Pirate 1 and 3 have the extra burden of dying should they not get their vote, while Pirate 5 will only lose out on the coins. By the rules, only if your vote is not passed, you walk the plank, since 5 will never get to vote, he is safe.

I would then suggest that Pirate 1 vote all of the coins to Pirate 5.

[Guest]

uh duh.... rock paper sciccors

Edited July 17, 2008 by Mityily*Hk

[Guest]

the fourth pirate to suggest gets all of the money

first vote - the Proposer votes yes teh remaining pirates vote no (more loot for them)

2nd vote goes 1 against three (once again selfish pirats more loot for them)

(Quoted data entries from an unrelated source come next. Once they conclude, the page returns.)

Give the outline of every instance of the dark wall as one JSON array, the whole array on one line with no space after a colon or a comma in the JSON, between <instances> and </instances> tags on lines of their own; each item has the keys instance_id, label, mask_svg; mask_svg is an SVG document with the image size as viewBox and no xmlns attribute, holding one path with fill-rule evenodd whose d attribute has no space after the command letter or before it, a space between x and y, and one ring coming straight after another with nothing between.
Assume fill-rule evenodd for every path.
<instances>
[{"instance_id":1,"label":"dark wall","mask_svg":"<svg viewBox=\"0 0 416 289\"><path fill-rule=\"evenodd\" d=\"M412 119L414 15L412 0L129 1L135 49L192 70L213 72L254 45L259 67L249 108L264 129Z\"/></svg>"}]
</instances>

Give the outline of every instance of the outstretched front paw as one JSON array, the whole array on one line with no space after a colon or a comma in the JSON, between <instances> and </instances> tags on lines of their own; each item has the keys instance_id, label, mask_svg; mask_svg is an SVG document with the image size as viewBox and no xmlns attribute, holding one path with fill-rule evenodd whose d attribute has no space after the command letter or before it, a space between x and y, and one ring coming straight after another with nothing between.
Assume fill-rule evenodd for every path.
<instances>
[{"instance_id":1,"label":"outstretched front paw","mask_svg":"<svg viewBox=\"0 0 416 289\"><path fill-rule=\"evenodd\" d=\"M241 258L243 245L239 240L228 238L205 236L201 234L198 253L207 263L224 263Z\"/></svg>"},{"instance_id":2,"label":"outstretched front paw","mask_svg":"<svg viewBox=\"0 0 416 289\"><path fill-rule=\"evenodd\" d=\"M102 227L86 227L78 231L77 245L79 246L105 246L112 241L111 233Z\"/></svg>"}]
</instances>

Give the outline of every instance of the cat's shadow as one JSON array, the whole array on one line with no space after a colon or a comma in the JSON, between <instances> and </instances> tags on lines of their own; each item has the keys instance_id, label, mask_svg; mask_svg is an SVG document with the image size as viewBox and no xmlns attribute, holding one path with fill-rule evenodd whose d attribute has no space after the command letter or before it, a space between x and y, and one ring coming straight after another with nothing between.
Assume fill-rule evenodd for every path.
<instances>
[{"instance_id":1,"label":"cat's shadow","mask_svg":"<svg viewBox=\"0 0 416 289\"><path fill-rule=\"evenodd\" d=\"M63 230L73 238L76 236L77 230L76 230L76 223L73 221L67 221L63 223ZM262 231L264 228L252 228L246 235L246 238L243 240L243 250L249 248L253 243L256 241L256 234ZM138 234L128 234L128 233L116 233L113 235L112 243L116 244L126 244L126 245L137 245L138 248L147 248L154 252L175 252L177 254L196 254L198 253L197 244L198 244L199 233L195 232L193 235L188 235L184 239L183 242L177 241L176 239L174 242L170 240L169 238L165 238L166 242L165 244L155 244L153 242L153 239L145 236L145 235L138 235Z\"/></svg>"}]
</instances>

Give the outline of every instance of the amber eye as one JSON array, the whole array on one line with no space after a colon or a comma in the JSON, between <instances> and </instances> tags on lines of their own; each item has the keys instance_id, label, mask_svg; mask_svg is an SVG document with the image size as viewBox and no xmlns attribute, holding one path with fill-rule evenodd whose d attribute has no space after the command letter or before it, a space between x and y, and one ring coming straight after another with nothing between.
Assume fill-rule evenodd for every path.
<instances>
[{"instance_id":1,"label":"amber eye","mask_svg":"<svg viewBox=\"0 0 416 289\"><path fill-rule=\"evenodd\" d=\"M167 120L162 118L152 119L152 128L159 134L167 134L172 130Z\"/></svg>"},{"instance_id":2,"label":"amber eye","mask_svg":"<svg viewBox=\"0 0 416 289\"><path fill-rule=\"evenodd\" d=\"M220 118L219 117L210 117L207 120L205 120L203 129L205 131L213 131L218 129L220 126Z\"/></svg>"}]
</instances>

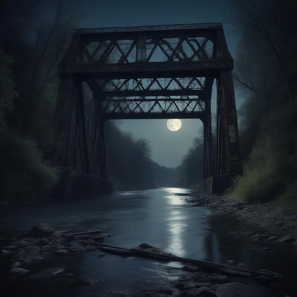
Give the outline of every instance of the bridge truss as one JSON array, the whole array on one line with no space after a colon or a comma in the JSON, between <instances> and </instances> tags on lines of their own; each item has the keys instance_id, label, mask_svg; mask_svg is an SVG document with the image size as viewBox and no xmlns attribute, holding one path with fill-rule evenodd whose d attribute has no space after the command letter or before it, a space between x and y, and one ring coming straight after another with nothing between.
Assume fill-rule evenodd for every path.
<instances>
[{"instance_id":1,"label":"bridge truss","mask_svg":"<svg viewBox=\"0 0 297 297\"><path fill-rule=\"evenodd\" d=\"M77 29L59 65L57 165L107 179L107 120L192 118L203 124L204 178L241 173L233 68L220 23Z\"/></svg>"}]
</instances>

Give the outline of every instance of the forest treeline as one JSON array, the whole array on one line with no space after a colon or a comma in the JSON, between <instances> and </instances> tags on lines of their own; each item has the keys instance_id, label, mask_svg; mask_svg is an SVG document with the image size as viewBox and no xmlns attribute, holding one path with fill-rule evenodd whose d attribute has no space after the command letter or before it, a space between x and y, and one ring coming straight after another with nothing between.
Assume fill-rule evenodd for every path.
<instances>
[{"instance_id":1,"label":"forest treeline","mask_svg":"<svg viewBox=\"0 0 297 297\"><path fill-rule=\"evenodd\" d=\"M49 152L57 65L83 16L79 1L15 0L0 7L0 201L46 200L58 175ZM109 178L116 188L170 185L172 169L153 162L144 139L107 125Z\"/></svg>"},{"instance_id":2,"label":"forest treeline","mask_svg":"<svg viewBox=\"0 0 297 297\"><path fill-rule=\"evenodd\" d=\"M0 4L0 200L4 204L46 199L56 182L49 147L57 65L83 17L80 3ZM244 98L238 113L244 173L228 194L296 207L297 2L235 0L230 10L228 21L239 40L233 80ZM106 126L108 176L116 188L195 187L202 179L201 137L181 165L168 168L152 160L147 140L123 132L114 122Z\"/></svg>"},{"instance_id":3,"label":"forest treeline","mask_svg":"<svg viewBox=\"0 0 297 297\"><path fill-rule=\"evenodd\" d=\"M244 173L228 193L296 208L297 2L236 0L230 10L239 40L233 80L244 98L238 112Z\"/></svg>"}]
</instances>

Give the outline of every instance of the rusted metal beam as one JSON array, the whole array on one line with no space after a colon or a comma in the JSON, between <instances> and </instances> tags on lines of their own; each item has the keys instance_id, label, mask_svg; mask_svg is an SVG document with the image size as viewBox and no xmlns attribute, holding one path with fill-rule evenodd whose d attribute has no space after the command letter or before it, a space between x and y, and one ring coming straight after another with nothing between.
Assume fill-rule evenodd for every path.
<instances>
[{"instance_id":1,"label":"rusted metal beam","mask_svg":"<svg viewBox=\"0 0 297 297\"><path fill-rule=\"evenodd\" d=\"M232 70L233 68L232 59L222 60L212 59L194 61L126 63L124 64L86 64L78 62L72 64L60 65L60 73L91 74L98 77L126 78L166 77L169 74L171 77L213 76L214 72Z\"/></svg>"},{"instance_id":2,"label":"rusted metal beam","mask_svg":"<svg viewBox=\"0 0 297 297\"><path fill-rule=\"evenodd\" d=\"M138 32L146 31L168 31L173 30L193 30L222 29L222 23L205 23L184 24L180 25L162 25L154 26L138 26L131 27L106 28L87 28L77 29L75 33L89 34L100 33L119 33L121 32Z\"/></svg>"},{"instance_id":3,"label":"rusted metal beam","mask_svg":"<svg viewBox=\"0 0 297 297\"><path fill-rule=\"evenodd\" d=\"M154 119L198 119L204 120L204 111L192 111L189 113L164 112L159 113L103 113L102 118L105 120Z\"/></svg>"},{"instance_id":4,"label":"rusted metal beam","mask_svg":"<svg viewBox=\"0 0 297 297\"><path fill-rule=\"evenodd\" d=\"M203 90L149 90L141 91L104 91L101 93L101 98L107 97L145 97L158 96L200 96L205 94ZM172 99L173 100L173 99ZM176 100L180 100L176 99Z\"/></svg>"}]
</instances>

3rd vote goes 1 against two

4th vote goes 1 against 1 so the proposal is accepted. the pirate who proposed teh vote said that he gets all of teh money

[Yoruichi-san]

Uhhh...sorry to spoil the party, but this riddle has been done before and then some...search for "pirates" there's Pirates 1, 2, (by magicalcheese) and 3 (by yours truly ;P)...I'm also currently kinda on/off working on Pirates 4...

[unreality]

http://brainden.com/forum/index.php?showtopic=3169

OP: search for "pirate +gold" and you get the pirate gold puzzles (which are great puzzles )